Une succursale par tranche de 300 000 Québécois

Qu’il y ait une vingtaine de succursales a de quoi faire sourciller. Si on présume que l’âge légal sera fixé à 18 ans, comme pour l’alcool, ça ferait une succursale par tranche de 339 000 citoyens majeurs.

C’est de cette manière qu’on compte enrayer le marché noir?

S’il se dit rassuré de voir qu’il y aura de la vente par la poste, le professeur spécialiste en toxicomanie, Jean-Sébastien Fallu, a tout de même des doutes sur l’effet que pourrait avoir une vingtaine de boutiques. « C’est trop peu pour le Québec, ça, c’est clair, martèle-t-il. Je comprends qu’on veuille limiter l’accès, mais si on le limite trop, ça va effectivement favoriser le marché noir et ses conséquences négatives. »

Parmi ces conséquences : l’absence du contrôle de qualité, l’ignorance du taux de THC ou de CBD des produits, la fréquentation de personnes peu recommandables, l’exposition à d’autres substances. M. Fallu ajoute que le marché noir entraîne une certaine insécurité et de la violence pour le contrôle des territoires.

Il déplore également le fait que Québec envisagerait la tolérance zéro au volant pour le cannabis, l’arrimage à la politique du tabac et l’interdiction de l’autoproduction de weed. « Depuis le début, tous les spécialistes, on dit qu’il faut un juste milieu. Mais, actuellement, on n’est pas dans le juste milieu, on est du côté du trop contraignant, ce qui va maintenir les problèmes. »

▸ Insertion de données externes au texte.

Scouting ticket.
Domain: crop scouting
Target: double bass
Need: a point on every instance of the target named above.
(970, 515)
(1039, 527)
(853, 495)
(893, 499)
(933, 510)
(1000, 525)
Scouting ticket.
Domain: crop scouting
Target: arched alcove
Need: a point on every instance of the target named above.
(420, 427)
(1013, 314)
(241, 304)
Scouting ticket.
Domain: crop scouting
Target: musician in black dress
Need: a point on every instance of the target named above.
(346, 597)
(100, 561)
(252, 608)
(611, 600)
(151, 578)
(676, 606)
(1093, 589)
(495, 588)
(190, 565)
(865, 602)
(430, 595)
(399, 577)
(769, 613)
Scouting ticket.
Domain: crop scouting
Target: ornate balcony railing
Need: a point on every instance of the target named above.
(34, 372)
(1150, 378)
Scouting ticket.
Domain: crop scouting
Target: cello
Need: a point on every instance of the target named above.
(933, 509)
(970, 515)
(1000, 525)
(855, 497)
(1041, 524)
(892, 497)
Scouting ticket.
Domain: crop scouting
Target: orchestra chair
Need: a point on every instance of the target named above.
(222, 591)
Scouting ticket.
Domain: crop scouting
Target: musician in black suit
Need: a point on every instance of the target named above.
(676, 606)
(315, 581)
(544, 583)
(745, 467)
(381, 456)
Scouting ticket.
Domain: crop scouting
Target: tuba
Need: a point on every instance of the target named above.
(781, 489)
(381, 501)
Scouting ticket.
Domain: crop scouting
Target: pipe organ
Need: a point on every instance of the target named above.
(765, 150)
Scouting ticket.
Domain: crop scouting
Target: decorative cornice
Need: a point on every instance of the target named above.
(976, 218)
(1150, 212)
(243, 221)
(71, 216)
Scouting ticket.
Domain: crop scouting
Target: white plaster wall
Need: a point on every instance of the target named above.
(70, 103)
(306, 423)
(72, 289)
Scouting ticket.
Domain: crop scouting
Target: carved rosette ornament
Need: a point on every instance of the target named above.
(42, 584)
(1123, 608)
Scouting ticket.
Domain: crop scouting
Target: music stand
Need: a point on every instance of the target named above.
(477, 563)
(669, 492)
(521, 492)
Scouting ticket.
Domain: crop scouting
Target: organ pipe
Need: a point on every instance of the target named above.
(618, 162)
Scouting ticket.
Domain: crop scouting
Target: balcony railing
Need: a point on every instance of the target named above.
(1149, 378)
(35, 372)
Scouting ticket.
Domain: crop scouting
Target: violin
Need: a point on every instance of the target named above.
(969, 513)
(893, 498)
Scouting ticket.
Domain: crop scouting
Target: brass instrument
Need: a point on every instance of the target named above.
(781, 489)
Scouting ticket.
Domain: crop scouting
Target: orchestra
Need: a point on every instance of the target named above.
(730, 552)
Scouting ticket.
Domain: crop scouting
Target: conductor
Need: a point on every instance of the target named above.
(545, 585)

Justin Trudeau a souvent répété que la légalisation permettrait d’éradiquer le marché noir du cannabis. Sa preuve : il n’y a pas de marché noir de l’alcool.

Certes, mais l’alcool est plus complexe à produire… et il est surtout plus accessible. La SAQ compte 400 succursales dans la province et un total de 840 points de vente. C’est sans compter toutes les épiceries et dépanneurs où il est possible d’acheter de l’alcool, les centaines de bars et de restaurants qui en servent, et les gens qui en produisent pour leur consommation personnelle.

Il y aura certainement une demande pour le produit. Quelqu’un se rappelle des files immenses qu’avait provoquées l’ouverture de six dispensaires illégaux par Cannabis Culture seulement à Montréal l’automne dernier? À ce rythme, l’ouverture de cette vingtaine de succursales à la grandeur du Québec a toutes les chances de ressembler au bureau de renouvellement de la carte OPUS étudiante de Berri-UQAM en période de rentrée scolaire.

Ce qu’il reste à savoir

Rien n’est annoncé encore, on en est encore à l’étape de la spéculation.

Qui sait, peut-être que cette vingtaine de succursales ne serait qu’une première vague de boutiques? Québec disait souhaiter arrimer sa législation à celle de l’Ontario; or, chez nos voisins à l’ouest, la LCBO (la SAQ locale) prévoit d’abord ouvrir 40 boutiques l’été prochain et 80 autres l’année suivante.

C’est ce que nous pourrons peut-être confirmer demain, lors du dépôt du projet de loi québécois. Seraient alors confirmés l’âge légal et les lieux de consommation du cannabis, entre autres.

Dans une conférence de presse mercredi matin, la ministre responsable de la Santé publique, Lucie Charlebois, et le ministre des Finances, Carlos Leitao, ont rappelé que le projet de loi évoluerait au fil du temps.

Québec a aussi demandé à Ottawa un an de plus avant de légaliser le cannabis, en insistant sur le fait que la question du financement n’était pas réglée entre le fédéral et le provincial.

Jean Sébastien Fallu s’oppose à cette demande. « Je pense que ça presse, même si on sera pas tout à fait prêts. Les gens qui sont criminalisés pour ça, ça doit cesser. »

Justine de l’Église est sur Twitter.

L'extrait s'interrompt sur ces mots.